Alexandre de Moraes desativou as suas redes. Em fevereiro deste ano, ele abandou o X, que era sua plataforma preferida. O relator dos atos golpistas esteve no Instagram também, mas hoje seu perfil nas redes virou assinatura fantasma a presença existe, mas a voz não.
No Instagram, Dino transita entre seu passado ideológico – posta foto ao lado de Leonardo Boff -, se dedica a agenda institucional, como palestras a estudantes, registra ida a livraria e também ao show de Gilberto Gil. Fez questão de rasgar elogios ao filme “Ainda estou aqui” – ele decidiu que a desaparecimento ocorrido na ditadura é crime continuado – e tem espaço também para as glórias de seu clube, o Botafogo.
A Ativaweb levantou que o segundo nome com relevância digital é o do ministro André Mendonça, indicado por Jair Bolsonaro. Embora tenha um número muito menor de postagens, apenas 19 até o momento, ele mantém uma audiência de 240 mil seguidores. Sua comunicação aposta em pautas como liberdade religiosa, constitucionalismo e fé, o que o conecta com um público específico e altamente engajado.
Já o presidente do STF, Luís Roberto Barroso, adota uma linha mais didática. Com 272 mil seguidores e mais de 200 postagens, Barroso aposta em conteúdo educativo sobre cidadania, justiça social e o papel do Estado de Direito. Seu tom é sereno, técnico, mas ainda assim acessível — mesmo que sua taxa de engajamento seja inferior à dos colegas Dino e Mendonça.

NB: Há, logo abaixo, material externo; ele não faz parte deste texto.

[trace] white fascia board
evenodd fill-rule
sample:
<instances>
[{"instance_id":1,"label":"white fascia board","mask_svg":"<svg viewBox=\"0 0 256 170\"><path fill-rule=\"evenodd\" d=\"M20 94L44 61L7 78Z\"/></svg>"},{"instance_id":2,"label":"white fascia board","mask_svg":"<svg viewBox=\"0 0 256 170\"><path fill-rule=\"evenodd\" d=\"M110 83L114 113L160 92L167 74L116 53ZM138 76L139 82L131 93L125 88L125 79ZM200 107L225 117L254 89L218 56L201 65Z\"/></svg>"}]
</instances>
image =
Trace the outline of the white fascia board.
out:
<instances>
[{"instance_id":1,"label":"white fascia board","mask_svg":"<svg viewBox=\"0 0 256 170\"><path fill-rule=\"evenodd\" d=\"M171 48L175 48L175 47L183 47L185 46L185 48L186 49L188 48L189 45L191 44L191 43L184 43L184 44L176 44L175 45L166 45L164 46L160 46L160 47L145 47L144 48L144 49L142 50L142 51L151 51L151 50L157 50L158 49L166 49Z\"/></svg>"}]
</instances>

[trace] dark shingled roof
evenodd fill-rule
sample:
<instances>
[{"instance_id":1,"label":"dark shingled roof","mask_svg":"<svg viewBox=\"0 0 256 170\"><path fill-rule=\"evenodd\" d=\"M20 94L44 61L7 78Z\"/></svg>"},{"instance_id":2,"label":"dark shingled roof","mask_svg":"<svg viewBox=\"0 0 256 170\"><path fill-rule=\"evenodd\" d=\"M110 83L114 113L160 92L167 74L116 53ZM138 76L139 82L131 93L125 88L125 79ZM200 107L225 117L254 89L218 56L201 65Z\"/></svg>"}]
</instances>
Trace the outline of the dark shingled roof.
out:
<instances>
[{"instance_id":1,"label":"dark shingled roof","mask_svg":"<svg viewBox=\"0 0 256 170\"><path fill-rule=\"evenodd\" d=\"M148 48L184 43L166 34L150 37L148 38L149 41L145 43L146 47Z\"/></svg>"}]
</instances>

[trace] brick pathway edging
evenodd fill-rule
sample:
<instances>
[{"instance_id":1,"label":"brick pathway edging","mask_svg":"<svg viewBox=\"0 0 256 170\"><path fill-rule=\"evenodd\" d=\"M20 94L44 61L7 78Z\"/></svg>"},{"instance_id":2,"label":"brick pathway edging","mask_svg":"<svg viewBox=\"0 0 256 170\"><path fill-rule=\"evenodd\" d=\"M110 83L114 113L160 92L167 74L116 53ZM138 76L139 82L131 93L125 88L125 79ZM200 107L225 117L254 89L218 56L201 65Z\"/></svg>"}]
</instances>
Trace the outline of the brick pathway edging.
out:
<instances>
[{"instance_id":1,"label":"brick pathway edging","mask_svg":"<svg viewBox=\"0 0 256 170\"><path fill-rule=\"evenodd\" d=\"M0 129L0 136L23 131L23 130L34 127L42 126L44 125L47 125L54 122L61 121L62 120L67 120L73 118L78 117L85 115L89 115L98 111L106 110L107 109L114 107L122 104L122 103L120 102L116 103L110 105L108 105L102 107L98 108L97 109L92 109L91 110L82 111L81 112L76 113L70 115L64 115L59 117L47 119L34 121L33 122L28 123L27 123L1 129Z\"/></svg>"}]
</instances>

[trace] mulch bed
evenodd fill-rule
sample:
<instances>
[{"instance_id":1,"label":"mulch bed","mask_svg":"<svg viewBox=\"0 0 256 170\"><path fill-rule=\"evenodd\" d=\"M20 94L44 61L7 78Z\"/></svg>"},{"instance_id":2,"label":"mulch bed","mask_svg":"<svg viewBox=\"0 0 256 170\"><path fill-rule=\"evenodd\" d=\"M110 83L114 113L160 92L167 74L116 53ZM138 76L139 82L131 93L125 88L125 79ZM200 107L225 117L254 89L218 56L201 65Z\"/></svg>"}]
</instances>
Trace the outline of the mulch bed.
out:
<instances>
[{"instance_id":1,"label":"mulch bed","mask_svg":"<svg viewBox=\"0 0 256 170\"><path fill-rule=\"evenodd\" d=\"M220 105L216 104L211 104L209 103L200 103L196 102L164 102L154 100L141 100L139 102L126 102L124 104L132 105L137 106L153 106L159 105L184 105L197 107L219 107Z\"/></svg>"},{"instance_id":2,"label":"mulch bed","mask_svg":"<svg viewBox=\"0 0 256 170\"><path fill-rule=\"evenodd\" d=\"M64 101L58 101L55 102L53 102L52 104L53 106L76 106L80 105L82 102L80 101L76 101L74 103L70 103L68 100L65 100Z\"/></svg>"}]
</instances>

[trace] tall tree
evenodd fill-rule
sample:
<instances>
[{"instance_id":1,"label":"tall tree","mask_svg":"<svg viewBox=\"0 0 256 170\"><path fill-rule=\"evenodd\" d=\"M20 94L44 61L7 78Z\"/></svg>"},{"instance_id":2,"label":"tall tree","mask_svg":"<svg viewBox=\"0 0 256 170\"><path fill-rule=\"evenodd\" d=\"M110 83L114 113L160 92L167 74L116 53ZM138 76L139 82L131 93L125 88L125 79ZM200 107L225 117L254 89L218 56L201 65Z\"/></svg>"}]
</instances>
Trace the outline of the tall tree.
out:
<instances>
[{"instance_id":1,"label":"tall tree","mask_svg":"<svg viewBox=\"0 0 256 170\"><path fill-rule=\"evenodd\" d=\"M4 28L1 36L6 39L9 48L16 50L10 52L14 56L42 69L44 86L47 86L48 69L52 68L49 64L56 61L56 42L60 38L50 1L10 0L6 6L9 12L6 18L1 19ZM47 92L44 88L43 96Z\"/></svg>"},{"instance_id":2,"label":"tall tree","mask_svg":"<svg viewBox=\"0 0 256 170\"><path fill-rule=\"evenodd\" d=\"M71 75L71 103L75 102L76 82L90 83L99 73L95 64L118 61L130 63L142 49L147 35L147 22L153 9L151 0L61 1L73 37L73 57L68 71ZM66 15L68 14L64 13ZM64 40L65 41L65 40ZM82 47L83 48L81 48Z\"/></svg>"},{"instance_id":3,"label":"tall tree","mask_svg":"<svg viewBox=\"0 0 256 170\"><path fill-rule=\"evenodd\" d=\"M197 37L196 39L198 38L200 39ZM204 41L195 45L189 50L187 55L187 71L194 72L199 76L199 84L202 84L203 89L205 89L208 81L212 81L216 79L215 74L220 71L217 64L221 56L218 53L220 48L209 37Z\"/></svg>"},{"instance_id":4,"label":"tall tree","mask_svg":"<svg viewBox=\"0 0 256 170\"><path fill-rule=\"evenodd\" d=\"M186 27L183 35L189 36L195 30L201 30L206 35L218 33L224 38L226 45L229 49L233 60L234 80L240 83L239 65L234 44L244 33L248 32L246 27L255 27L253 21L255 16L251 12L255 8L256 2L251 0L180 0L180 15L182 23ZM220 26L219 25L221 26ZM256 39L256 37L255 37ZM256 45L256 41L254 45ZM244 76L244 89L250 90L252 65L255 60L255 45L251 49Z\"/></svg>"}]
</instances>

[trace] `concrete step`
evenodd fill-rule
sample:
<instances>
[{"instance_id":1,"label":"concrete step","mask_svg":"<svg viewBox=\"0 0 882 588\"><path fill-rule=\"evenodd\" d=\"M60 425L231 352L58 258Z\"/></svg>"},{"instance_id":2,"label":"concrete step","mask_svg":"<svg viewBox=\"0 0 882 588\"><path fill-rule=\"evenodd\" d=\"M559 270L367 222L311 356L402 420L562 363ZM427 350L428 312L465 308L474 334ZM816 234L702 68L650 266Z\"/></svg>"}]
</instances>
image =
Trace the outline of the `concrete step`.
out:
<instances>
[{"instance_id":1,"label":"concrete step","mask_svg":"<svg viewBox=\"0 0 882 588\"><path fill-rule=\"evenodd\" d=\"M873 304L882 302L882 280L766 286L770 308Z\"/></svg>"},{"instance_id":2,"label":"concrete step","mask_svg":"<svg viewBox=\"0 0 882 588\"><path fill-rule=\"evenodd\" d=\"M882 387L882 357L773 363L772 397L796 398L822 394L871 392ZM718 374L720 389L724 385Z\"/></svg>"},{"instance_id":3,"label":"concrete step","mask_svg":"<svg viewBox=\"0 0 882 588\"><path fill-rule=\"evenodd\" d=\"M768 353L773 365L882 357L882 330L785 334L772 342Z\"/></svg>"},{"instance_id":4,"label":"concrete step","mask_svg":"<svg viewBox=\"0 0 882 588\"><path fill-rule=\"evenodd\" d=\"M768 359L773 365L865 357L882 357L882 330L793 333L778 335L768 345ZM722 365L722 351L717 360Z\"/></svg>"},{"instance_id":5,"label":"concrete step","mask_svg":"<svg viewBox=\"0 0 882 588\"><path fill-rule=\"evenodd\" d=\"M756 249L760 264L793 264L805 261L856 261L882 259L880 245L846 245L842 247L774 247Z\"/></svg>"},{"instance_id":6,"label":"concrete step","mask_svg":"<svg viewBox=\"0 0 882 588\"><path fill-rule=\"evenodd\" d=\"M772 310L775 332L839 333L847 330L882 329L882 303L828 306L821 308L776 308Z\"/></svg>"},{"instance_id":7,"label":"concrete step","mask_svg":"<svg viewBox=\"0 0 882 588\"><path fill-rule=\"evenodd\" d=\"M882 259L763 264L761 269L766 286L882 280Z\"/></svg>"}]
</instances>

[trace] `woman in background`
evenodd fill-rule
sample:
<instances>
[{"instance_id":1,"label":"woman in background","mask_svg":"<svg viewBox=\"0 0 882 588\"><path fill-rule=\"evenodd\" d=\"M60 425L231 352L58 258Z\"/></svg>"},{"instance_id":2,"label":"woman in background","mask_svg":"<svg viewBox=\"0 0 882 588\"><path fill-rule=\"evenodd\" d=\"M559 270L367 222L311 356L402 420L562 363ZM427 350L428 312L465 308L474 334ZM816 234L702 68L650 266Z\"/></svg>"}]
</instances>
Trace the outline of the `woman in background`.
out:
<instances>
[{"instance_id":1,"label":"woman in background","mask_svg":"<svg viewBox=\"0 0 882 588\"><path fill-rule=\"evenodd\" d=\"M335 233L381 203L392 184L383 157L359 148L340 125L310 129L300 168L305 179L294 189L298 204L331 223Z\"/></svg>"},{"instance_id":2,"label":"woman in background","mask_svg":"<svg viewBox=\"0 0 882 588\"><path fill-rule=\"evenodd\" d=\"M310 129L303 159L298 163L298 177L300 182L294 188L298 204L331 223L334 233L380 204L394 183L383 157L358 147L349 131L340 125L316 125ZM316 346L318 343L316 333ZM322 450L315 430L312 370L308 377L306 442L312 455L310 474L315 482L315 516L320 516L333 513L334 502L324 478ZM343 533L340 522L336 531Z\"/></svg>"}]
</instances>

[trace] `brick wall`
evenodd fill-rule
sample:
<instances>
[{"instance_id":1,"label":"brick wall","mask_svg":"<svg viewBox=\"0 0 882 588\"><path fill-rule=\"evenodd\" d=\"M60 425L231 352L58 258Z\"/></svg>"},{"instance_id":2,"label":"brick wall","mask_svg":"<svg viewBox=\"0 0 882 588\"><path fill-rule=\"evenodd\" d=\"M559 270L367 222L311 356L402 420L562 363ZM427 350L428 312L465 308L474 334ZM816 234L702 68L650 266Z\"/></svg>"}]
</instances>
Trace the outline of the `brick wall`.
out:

Já o perfil do STF é bem ativo
Alek Maracajá conta que, no outro extremo, nomes como Cristiano Zanin, Kassio Nunes Marques e Gilmar Mendes demonstram um uso quase nulo das redes sociais. Zanin, por exemplo, não publica nada desde dezembro de 2022. Kassio sequer engajou sua conta com postagens reais. Gilmar, mesmo com um perfil ativo, mantém uma frequência irregular e conteúdo limitado.
“A ausência desses ministros no ambiente digital não é apenas uma escolha de estilo: é também um sinal de distanciamento diante das transformações no modo como a sociedade se informa e interage com o poder público”.
Enquanto isso, o perfil oficial do Supremo cumpre bem sua função institucional. Com mais de 557 mil seguidores e postagens diárias, a conta apresenta conteúdo acessível, com cards explicativos, vídeos com Libras, reels sobre decisões relevantes e campanhas contra desinformação. Os temas que mais geram engajamento são os que dialogam diretamente com o debate público, como a descriminalização do porte de maconha, o marco temporal indígena e campanhas institucionais ligadas à Constituição.
O pesquisador digital Alek Maracajá, da Ativaweb, fez o levantamento sobre os ministros do STF e é autor do livro “O Brasil Digital”
“É incoerente ministros fora das redes”
“Instituição que não se comunica, perde autoridade para quem grita mais alto. Essa é a chave da questão. Em tempos de polarização e ruído, quem não ocupa espaço nas redes acaba sendo engolido por narrativas de terceiros. Não se trata de vaidade digital, mas de responsabilidade pública. A linguagem das redes, quando bem usada, aproxima a Justiça do cidadão, esclarece decisões e reduz ruídos de interpretação”, diz o pesquisador.
Para Marakajá, o STF vive um momento em que suas decisões influenciam diretamente o cotidiano das pessoas. Nesse contexto, diz, é incoerente que boa parte dos seus integrantes não se faça presente nos canais onde a sociedade busca informação.
“A Justiça só se torna compreendida quando aprende a falar a linguagem do seu tempo, e hoje, essa linguagem se chama rede social. Não basta julgar com isenção, é preciso também comunicar com clareza. Estar nas redes, com responsabilidade e estratégia, é uma forma moderna de cumprir a função constitucional de dar transparência aos atos da Suprema Corte”.